You'll notice right away that this irreducible opposition resembles the opposition of noumena/phenomena in Kant. Kant held that our knowledge stops short of knowing the thing in itself; we don't know the noumena. So our knowledge is on this side of a mystery. What to do? Kant turns reason into a law. He makes a move perfectly parallel to Aristotle. He had to, or he'd be like Socrates, forever not knowing how to act because he doesn't know the big picture. One can never makes sense of the relative without an absolute. But as Voegelin has said, Kant has lost the image of God in his reason. That is, the noumena is effaced.
How does reason remain true in light of mystery? It must be provisional, true in part.
This ties into our earlier discussion of analogy. Here is a profound analogy:
reason : Logos :: law : Spiritwhere reason and law is limited, but logos and Spirit is unlimited.
I confess I don't follow von Balthasar on all the arguments he makes. I think the first volume of his "The Glory of the Lord" is full of good ideas, but find the remaining volumes mostly less useful. Similarly, he has some excellent essays, including an amusing putdown of fashionable modern theologians, but also some somewhat dubious writings, such as the business of Adrienne von Speyr and his argument that Hell may be empty. Ingenious, but not really helpful, IMHO.

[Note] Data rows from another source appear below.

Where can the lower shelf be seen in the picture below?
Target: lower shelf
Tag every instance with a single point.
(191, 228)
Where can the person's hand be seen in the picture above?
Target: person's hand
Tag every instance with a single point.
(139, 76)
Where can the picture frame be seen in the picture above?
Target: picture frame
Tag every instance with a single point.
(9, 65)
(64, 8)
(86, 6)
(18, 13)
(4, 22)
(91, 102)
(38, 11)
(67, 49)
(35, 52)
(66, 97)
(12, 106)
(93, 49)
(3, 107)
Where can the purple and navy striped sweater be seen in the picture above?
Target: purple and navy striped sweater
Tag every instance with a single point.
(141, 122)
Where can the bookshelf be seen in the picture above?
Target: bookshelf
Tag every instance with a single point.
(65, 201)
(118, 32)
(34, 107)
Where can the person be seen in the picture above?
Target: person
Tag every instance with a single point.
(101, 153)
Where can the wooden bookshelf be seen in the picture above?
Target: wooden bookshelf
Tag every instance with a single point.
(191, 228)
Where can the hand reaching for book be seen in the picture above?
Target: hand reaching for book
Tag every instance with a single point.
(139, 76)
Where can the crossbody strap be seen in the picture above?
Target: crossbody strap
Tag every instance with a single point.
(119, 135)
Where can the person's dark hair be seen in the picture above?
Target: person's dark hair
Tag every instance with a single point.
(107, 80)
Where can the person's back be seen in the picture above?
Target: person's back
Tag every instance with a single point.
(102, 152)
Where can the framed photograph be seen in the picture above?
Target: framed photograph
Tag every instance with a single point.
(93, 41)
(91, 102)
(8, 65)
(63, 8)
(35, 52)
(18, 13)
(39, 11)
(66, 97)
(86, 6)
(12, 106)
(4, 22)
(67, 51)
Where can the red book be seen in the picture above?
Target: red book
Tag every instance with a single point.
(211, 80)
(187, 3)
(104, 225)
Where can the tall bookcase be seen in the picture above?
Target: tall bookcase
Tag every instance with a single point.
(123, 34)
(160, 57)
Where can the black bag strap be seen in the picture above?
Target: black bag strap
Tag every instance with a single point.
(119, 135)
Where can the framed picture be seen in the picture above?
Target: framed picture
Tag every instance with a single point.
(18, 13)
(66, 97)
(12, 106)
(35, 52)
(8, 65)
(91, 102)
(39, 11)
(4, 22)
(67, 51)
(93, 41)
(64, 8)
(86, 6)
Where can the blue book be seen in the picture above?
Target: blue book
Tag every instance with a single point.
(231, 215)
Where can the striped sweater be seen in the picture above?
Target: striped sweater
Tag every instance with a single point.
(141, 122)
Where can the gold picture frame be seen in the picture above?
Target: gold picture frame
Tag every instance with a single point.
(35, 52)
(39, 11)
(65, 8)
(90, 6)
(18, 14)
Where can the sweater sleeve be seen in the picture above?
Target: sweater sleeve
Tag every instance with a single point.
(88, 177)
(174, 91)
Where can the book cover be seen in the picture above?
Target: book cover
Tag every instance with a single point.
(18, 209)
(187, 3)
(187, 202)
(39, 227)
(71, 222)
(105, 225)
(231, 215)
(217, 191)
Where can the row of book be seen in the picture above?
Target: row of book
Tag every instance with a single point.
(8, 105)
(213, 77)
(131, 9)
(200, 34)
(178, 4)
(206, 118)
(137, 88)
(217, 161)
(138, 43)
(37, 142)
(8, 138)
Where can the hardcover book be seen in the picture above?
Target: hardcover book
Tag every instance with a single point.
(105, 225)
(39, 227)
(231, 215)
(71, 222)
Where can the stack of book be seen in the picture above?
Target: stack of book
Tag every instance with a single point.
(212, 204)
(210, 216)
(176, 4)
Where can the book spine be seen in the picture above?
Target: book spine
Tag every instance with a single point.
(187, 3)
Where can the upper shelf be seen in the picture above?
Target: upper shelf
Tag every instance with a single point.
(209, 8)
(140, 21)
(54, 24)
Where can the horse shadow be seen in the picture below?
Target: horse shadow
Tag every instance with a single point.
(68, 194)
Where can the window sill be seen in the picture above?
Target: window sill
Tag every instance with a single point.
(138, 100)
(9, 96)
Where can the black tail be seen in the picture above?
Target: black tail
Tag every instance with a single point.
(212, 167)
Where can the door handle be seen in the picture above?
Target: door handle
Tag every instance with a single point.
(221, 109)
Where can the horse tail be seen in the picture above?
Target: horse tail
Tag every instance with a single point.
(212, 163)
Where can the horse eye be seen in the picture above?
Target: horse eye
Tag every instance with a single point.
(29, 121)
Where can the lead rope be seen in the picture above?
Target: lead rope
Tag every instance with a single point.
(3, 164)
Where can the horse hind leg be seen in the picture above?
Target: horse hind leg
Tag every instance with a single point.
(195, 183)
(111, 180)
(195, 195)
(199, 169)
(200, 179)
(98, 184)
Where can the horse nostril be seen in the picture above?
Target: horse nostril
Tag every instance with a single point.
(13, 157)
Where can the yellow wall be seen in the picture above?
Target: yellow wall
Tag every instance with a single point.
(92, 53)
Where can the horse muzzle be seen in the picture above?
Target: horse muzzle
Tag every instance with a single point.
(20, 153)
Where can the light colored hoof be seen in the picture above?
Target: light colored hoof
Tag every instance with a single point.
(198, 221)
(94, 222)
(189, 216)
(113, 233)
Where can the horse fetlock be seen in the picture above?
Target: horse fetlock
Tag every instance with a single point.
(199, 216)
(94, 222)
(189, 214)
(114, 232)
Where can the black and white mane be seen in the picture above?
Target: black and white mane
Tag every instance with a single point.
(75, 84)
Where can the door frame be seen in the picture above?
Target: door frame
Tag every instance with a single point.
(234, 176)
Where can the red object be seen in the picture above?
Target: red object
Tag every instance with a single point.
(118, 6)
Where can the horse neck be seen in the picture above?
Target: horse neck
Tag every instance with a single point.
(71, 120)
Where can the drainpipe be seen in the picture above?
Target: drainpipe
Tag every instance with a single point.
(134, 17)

Still, I think he is very good when he's good, and he's excellent on the split between esthetics and religion that took place in the modern world, beginning perhaps at the Reformation.
My friend Debora Shuger has written a couple of good books on the denaturing of religion as seen in literature and art that took place after the Reformation, not only in Protestantism but to some degree in Catholicism. She focuses on the disappearance of analogies of human sexuality from religion, although there is an ancient tradition, going back to the Song of Songs, relating the two. And St. Paul makes the famous statement that husbands should love their wives as Christ loves the Church (anciently His Bride). Or to take another example which I don't remember if Shuger points out, pictures of the Blessed Mother nursing the Baby Jesus were common in the middle ages, but vanished in the Renaissance, as apparently something natural, human, and divinely created became embarrassing. Another ominous sign of change.
Augustine, in The Confessions, says that God is Other, and unreachable; but he also says that although we cannot reach God, He can reach us, He can break through, which I think is more orthodox than the Eastern tradition you speak of, or Luther's Deus Absconditus.
God is both transcendant and immanent, as I think Alamo Girl was suggesting in the argument over physics. He created the universe; from moment to moment He also sustains it.
I like your parallel.
Analogy. Anything we conceptualize is an analogy. Every word is a metaphor. An abstraction. Always less than the thing itself. This does not mean knowledge stops short of the thing itself; only that the reasoning mind is veiled from the direct experience.
I think therefore.. When I don't think, don't narrarate my experience, I am not. And when I am not, God is.
Oh, I do like that, cornelis! Profound, indeed! Thank you ever so much for the thought-provocative analogy, and for your outstanding essay/post!
Hmmmm... The Spiritual Dimension must be the base of all things..
I think so, hosepipe!
So very true, hosepipe. Thank you for all of your engaging posts!
That was Ivan Karamazov, in Dostoevsky's The Brothers Karamazov. He was a nihilist.
Just came across this "golden oldie" again, after a very long time. IMHO, the Nancy Pearcey article is still 100% on the money after eleven years.... I'm glad I had a chance to revisit it again.